Prove that $CH \bot AB$

[Tahmid Hasan]

Let $(O),(I)$ be the circumcircle and incircle of $\triangle ABC$ respectively.$BC,CA,AB$ are tangent to $(I)$ at $M,N,P$ respectively. $E,F$ are midpoints of $PN,PM$ rspectively. $CO$ meets $(I)$ at point $D$. $DE,DF$ meet $(I)$ at $K,L$ respectively, $H=AK \cap BL$. Prove that $CH \bot AB$.

[*Mahi*]

The problem seemed quite nice to me.
My solution steps:

1. Proving $\angle KAB = \angle DAC$ and $\angle LBA = \angle DBC$ using symmetry.
2. Using trig cheva to prove $\angle HCB = \angle DCA = \angle OCA$, which also implies $CH \perp AB$.

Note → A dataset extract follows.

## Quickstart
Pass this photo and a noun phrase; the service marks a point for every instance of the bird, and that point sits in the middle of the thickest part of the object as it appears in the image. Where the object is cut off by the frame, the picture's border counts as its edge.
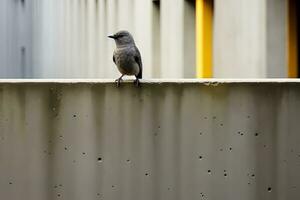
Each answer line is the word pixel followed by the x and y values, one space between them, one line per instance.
pixel 127 56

($(O)$ is quite irrelevant here and just used to prove the last part, the main fact here is $H$ is the isogonal conjugate of $D$, similar facts of which is used to solve many problems.

Just noticed, this is my 900th post a big congratulation to myself

[Nadim Ul Abrar]

$D,H$ are isogonal Conjugates

[Tahmid Hasan]

The problem seemed quite nice to me.
My solution steps:

1. Proving $\angle KAB = \angle DAC$ and $\angle LBA = \angle DBC$ using symmetry.
2. Using trig cheva to prove $\angle HCB = \angle DCA = \angle OCA$, which also implies $CH \perp AB$.

($(O)$ is quite irrelevant here and just used to prove the last part, the main fact here is $H$ is the isogonal conjugate of $D$, similar facts of which is used to solve many problems.

Would you kindly elaborate?
My solution:$DE.KE=PE.NE=AE.IE \Rightarrow AKID$ is cyclic.
Since $I$ lies on the perpendicular bisetor of $KD, AI$ bisects $\angle AKD$.
So $AH$ is the isogonal of $AD$ in $\triangle ABC$. Similarly $BH$ is the isogonal of $BD$ in $\triangle ABC$.
Hence $H$ is the isogonal conjugate of $D$ wrt $\triangle ABC \Rightarrow CH$ is the isogonal of $CO \Rightarrow CH \bot AB$.
Note: Actually $(I),CO$ have two intersection points but both can be dealt with the same reasoning.

[*Mahi*]

Lines $KA$ and $DA$ ar symmetric WRT $AI$, (Do I need to elaborate more here? This can be proved using pole-poler and some little other things, and I left that as an exercise), which implies $\angle KAB = \angle DAC$.